9) INDEMNIFICATION. Client shall indemnify, defend and hold harmless Company, Company’s officers, employers, employees, directors, related entities, trustees, affiliates, and successors from and against any and all liabilities and expense whatsoever – including without limitation, claims, damages, judgments, awards, settlements, investigations, costs, attorneys fees, and disbursements – which any of them may incur or become obligated to pay arising out of or resulting from the offering sale, the sale, and/or use of the service(s) and/or product(s), excluding, however, any such expenses and liabilities which may result from a breach of this Agreement or sole negligence or willful misconduct by Company, or any of its shareholders, trustees, affiliates or successors. Company recognizes and agrees that all of the Company’s shareholders, trustees, affiliates and successors shall not be held personally responsible or liable for any actions or representations of the Company.
10) CONTROLLING AGREEMENT. In the event of any conflict between the provisions contained in this agreement and any marketing materials used by Company or representations by Company’s employees or agents, the provisions contained in this agreement shall be controlling.

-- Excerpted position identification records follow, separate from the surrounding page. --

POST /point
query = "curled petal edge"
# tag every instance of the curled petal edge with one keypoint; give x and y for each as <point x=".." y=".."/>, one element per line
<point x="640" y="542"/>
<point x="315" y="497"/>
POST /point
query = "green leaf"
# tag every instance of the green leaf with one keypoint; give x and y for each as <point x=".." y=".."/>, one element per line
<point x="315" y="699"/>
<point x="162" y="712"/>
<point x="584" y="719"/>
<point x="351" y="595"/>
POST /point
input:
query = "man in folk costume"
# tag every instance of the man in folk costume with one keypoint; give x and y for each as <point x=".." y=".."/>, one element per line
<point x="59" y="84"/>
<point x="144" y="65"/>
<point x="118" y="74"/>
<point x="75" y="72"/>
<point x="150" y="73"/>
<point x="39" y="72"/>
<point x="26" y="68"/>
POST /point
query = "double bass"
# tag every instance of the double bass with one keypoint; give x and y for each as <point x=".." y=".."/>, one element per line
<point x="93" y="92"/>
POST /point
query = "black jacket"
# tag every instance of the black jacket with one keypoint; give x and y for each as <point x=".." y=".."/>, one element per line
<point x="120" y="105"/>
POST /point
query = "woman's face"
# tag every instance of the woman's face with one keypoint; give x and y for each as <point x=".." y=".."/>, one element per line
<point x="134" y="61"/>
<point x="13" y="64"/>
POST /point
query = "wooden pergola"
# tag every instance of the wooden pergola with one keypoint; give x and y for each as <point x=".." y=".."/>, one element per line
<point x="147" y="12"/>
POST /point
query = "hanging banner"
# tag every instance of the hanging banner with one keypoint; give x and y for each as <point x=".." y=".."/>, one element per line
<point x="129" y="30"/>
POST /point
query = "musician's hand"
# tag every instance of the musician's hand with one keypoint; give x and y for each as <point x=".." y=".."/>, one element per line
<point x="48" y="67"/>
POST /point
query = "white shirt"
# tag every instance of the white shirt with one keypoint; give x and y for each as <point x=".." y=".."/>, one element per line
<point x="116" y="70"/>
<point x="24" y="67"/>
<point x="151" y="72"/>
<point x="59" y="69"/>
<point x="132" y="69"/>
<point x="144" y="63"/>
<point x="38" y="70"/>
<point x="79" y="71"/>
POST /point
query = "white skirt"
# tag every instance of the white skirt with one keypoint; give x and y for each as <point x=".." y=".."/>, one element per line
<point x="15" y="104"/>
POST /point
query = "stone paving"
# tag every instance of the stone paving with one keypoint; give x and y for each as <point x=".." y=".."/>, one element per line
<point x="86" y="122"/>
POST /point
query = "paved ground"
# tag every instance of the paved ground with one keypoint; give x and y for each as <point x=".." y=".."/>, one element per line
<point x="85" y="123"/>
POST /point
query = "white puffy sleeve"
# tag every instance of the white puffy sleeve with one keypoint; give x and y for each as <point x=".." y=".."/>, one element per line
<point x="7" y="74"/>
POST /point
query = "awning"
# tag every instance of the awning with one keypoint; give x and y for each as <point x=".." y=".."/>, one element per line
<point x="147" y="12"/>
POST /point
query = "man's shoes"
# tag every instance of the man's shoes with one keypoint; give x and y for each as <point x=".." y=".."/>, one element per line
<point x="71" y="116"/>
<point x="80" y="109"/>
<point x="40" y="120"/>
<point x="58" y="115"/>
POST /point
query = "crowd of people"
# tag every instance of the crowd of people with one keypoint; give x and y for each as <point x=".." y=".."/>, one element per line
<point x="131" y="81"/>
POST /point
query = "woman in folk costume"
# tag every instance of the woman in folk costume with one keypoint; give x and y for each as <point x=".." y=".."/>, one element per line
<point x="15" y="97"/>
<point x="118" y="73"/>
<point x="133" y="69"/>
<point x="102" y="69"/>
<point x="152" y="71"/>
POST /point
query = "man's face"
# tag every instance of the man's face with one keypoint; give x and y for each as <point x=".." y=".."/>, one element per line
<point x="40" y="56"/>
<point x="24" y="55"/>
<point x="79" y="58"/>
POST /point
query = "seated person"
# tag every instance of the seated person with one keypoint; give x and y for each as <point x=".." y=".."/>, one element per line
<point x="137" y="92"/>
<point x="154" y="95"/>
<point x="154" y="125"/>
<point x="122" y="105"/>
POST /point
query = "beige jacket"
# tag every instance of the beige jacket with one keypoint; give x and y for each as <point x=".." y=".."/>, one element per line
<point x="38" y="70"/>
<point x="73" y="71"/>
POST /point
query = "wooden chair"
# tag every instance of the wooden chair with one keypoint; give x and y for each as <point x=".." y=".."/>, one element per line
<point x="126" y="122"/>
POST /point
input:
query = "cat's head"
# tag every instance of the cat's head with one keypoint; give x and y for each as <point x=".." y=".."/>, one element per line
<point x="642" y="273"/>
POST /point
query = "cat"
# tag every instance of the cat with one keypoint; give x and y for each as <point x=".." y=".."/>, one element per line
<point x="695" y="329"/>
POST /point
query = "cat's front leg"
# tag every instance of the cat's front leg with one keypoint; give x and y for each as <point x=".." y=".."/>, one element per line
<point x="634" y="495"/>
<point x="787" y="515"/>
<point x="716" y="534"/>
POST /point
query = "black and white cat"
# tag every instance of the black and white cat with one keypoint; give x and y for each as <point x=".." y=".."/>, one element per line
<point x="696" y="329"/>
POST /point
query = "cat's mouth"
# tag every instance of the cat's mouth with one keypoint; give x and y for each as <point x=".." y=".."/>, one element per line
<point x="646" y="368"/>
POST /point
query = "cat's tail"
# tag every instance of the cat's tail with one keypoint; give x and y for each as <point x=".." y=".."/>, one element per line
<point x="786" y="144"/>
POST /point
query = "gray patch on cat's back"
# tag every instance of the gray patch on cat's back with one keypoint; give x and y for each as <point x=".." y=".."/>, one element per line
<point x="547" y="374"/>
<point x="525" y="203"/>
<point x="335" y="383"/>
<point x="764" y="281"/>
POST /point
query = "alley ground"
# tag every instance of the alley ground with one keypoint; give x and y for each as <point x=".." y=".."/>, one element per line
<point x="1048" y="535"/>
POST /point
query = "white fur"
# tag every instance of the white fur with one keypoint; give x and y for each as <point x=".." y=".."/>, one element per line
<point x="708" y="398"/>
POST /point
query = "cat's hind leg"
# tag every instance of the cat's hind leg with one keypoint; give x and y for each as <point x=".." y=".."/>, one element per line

11) CHOICE OF LAW/VENUE; ARBITRATION. This agreement shall be governed by and construed in accordance with the laws of the State of Arizona without giving effect to any principles or conflicts of law. With the except of matters falling within the jurisdiction of the small claim’s court; the parties hereto agree to submit any dispute or controversy arising out of or relating to this Agreement to arbitration in the state of Arizona, Maricopa County, pursuant to the rules of the American Arbitration Association, which arbitration shall be binding upon the parties and their successors in interest.
12) ENTIRE AGREEMENT. This Agreement constitutes the entire agreement between the parties pertaining to the subject matter hereof and supersedes all prior and contemporaneous agreements, negotiations and understandings, oral or written. This Agreement may be modified only by an instrument in writing duly executed by both parties.
13) SURVIVABILITY. The proprietary rights, non-disparagement, and confidentiality provisions, and any provisions relating to payment of sums owed set forth in this agreement shall survive the termination of this agreement, irrespective of the cause of such termination.
14) SEVERABILITY. In the event that any of the provisions contained in this agreement, or any part thereof, are hereafter construed by a court of competent jurisdiction to be invalid or unenforceable, the remainder of this agreement shall remain in full force and effect.
15) OTHER TERMS. Upon execution, of the agreement through signature of your contract or by use of our products, programs, and/or services, the Parties agree that any other employees, associates or assigns of the Parties are likewise bound by the terms of this agreement. Client and Company both warrant that the individual signing this agreement on behalf of each has full and complete authority to execute this agreement on behalf of Client and/or Company.
A facsimile, electronic, or e-mailed copy of this Agreement, with a written or electronic signature shall constitute a legal and binding instrument. Alternatively, your non-refundable deposit and any payment(s) indicates full acceptance, and also will signify acceptance of the terms.